Now, I’m still a critical kind of guy who believes being realistic is important. We’re not done yet. To me this is just a good start - there is a lot more to do on the Doc side (some examples are back, not all), and the installer is dealing with a very complex set of scenarios. That relates to our product complexity and some internal processes that could be improved to make things less painful/difficult all around.

It’s easy to ‘blame’ InstallAware - but seriously, it’s difficult for any installer technology to deal with all the complexity we are putting on it. Some of the issues are on our side. Others are on the InstallAware side and they have been very helpful.

I’ve been spending dozens of hours talking and helping various customers with install issues.
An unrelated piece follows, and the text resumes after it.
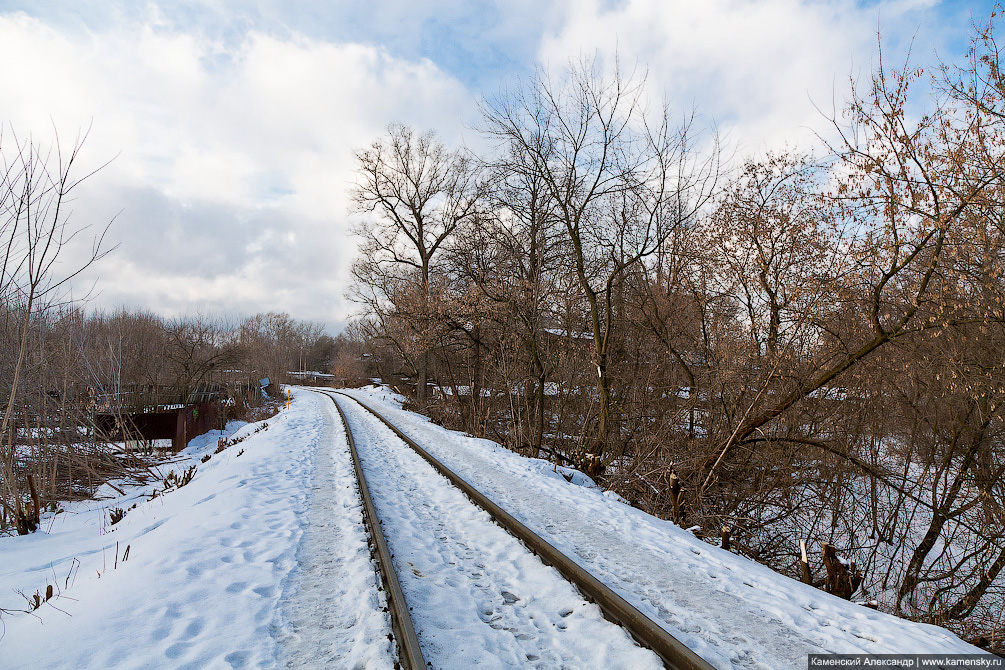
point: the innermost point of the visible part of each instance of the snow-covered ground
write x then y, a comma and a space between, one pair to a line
260, 562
It’s less then when I did work on Kylix - now THAT was complex :)  I think it’s confusing to customers as to how to apply an update, and when things go wrong - what to do.

The worst thing to do when the Update 3 fails, is grab your original D2007/C++Builder 2007 DVDs. That appears to be where a few folks run into trouble. The best thing to do there is download the ZIP file from http://cc.codegear.com/item/25014 into a clean directory, then install via the setup.exe including in the .zip. As soon as you have those files, no longer use the original DVD/version 1 install files. I’ve helped point several folks to this method, and it appears to address the main remaining ‘confusion’. (And hey - we’re taking responsibility for making this confusing and looking to fix it)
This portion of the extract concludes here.